Posts Tagged ‘bike commute’

the Norwottuck Rail Trail wins!

August 1st, 2008, posted in projects, sustainibility

Sometimes, I silently scold cars that pass me when I’m biking, in a Dave Eggers style imagined conversation.

- You don’t see what I see.

- I am in a hurry.

- The hot air balloons drifting over the cornfields at sunrise…

- I am tired.

- The horses, sheep, cows, winking as you glide by.

- …

- Endless farmland and gracious meadows, rolling green hills. Twisty tall trees, vines hanging down to create a tunnel of green. The birch groves, where, when the early morning sun hits just right, you can very nearly catch sight of where the elves live. On the bridge crossing the Connecticut, squinting a little and tilting your eyebrows just so, the bridge disappears and you are flying into the sunset on your bike, ET style, through the viney green canopies of Never Never Land.

- I am sorry.

- Just think about biking next time.

Also: 20 miles a day X 5 days a week X 10-ish weeks = 1,000 miles! Yeah!

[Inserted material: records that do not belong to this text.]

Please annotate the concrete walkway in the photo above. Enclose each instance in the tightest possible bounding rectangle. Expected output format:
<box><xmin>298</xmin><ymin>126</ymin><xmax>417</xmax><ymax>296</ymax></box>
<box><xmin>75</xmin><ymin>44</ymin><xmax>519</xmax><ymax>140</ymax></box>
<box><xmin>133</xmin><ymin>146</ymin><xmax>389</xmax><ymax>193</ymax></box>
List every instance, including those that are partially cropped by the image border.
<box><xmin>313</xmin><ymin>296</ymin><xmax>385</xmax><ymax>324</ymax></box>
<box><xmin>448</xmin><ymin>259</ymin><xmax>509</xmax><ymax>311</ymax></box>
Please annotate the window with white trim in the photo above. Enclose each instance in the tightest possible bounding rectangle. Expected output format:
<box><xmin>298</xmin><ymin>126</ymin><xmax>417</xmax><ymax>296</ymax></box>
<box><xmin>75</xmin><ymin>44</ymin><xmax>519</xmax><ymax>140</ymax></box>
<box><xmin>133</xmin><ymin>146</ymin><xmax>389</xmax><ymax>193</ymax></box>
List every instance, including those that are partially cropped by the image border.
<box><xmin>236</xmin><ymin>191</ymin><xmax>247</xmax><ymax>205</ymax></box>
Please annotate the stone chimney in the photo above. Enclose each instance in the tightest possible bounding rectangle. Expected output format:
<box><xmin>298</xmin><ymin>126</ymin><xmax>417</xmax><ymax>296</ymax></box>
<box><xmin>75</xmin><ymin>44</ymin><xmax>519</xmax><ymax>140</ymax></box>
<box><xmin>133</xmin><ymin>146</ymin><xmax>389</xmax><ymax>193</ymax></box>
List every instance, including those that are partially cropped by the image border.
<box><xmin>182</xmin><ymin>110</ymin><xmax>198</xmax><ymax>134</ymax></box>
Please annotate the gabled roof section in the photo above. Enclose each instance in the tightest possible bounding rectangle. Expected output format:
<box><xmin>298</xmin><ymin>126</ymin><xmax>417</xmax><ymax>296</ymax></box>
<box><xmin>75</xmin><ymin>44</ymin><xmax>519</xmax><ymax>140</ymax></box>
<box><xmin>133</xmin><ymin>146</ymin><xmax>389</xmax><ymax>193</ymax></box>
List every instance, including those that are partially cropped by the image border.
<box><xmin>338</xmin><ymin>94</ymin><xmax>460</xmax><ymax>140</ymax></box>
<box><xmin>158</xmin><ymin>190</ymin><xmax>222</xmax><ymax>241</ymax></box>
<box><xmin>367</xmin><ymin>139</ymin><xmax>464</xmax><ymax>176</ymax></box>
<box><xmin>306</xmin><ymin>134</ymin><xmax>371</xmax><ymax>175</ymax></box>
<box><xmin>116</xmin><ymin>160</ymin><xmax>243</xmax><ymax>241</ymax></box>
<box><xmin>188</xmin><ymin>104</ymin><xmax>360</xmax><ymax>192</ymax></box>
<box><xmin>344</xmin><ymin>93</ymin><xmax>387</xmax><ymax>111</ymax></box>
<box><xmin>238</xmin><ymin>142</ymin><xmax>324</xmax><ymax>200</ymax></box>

And: Today I got caught in the rain on my way home. It wasn’t so bad at first, the only thing that’s hard about biking in the rain is when my glasses get clouded. But then it started getting really vigorous, and maybe hailing, so I took shelter under a little tunnel because I knew it would pass soon.

After a few minutes, the sun came out, but the rain was still coming down hard core. A rainbow appeared in a perfect arch over the path, lined with trees stretching off into to the horizon, and it was just about the most beautiful thing I’ve ever seen.

This is not my image, but I included it just so you could get a general idea. Sometime I’ll take my camera along and document the beauty myself.

- M

Traveling circus VS documentary animation

July 30th, 2008, posted in general thoughts, travels

So far this summer I have lived two pretty radically opposite lifestyles.

First there was the cross country circus tour

Our school bus was not only converted to run on veggie oil, but the inside was gutted and replaced with futon beds and storage. Every day was different from the next. With the exception of the five days we spent getting our feet off the ground at Jacob’s house in Boston, we were never in a place for more than two or three days tops.

Constantly traveling, never knowing when we would be able to shower next, where we would find a bathroom next, when we would be able to cook meals… Whenever we did cook it was a tricky ordeal, cooking for 11 people on two coleman stoves is not easy. A number of times we drove through the night, jamming all of us on the four or five beds (depending on if the food table was clean) built into the bus.

Collecting and filtering grease was a pretty ridiculous endeavor. And then of course, there was the circus aspect – performing in parks, on makeshift stages, community centers, night clubs – each time performing a different version of our ever-evolving show. We met many amazing and interesting people, and saw some pretty incredible areas of the country. It was all quite a whirlwind.

____________

Now, I’m working full time doing motion graphics for a documentary film about a feminist art collective, the Heretics. I wake up at 7 am everyday, have a nice breakfast of granola and coffee while I read the Seattle P-I online, then bike 10 miles to work… spend six hours working on, like, five or six seconds of animation, then bike 10 miles home. Biking is both my reward and punishment for sitting in front of the computer all day. When I get home I can relax (!?), make dinner, read, watch movies, do art projects, and hang out with my housemates.

It’s so weird for me to only have one thing I need to focus on. I’m so used to multi-tasking to the extreme, having at least a dozen different projects, meetings, jobs to do all at once. My boss is a Hampshire professor, so it feels sort of like having a full time one-on-one animation class. Except I’m getting paid. And, Joan doesn’t know anything about how to do animation, she just has a vague idea of what she wants things to look like.

How did a 21-year-old girl, still in school, get a job doing special effects on a feature film, having no prior experience, or even training? I’m basically incredibly lucky. Last summer I did a internship there two days a week, and randomly did one little animation. They loved it, and I kept working through the school year once every week or two, and now I’m back full time. I already know After Effects a thousand times better than I did last week, and I’m learning more about it every day.

I’m not sure which of these lifestyles I prefer. I mean, they’re both pretty much all I could ever hope for…

-Molly

p.s. If you are an unfortunate troglodyte who has not yet seen Dr. Horrible’s Sing Along Blog, stop what you are doing, close the ten other firefox windows you have open, and watch it right now. It’s probably going to change your life.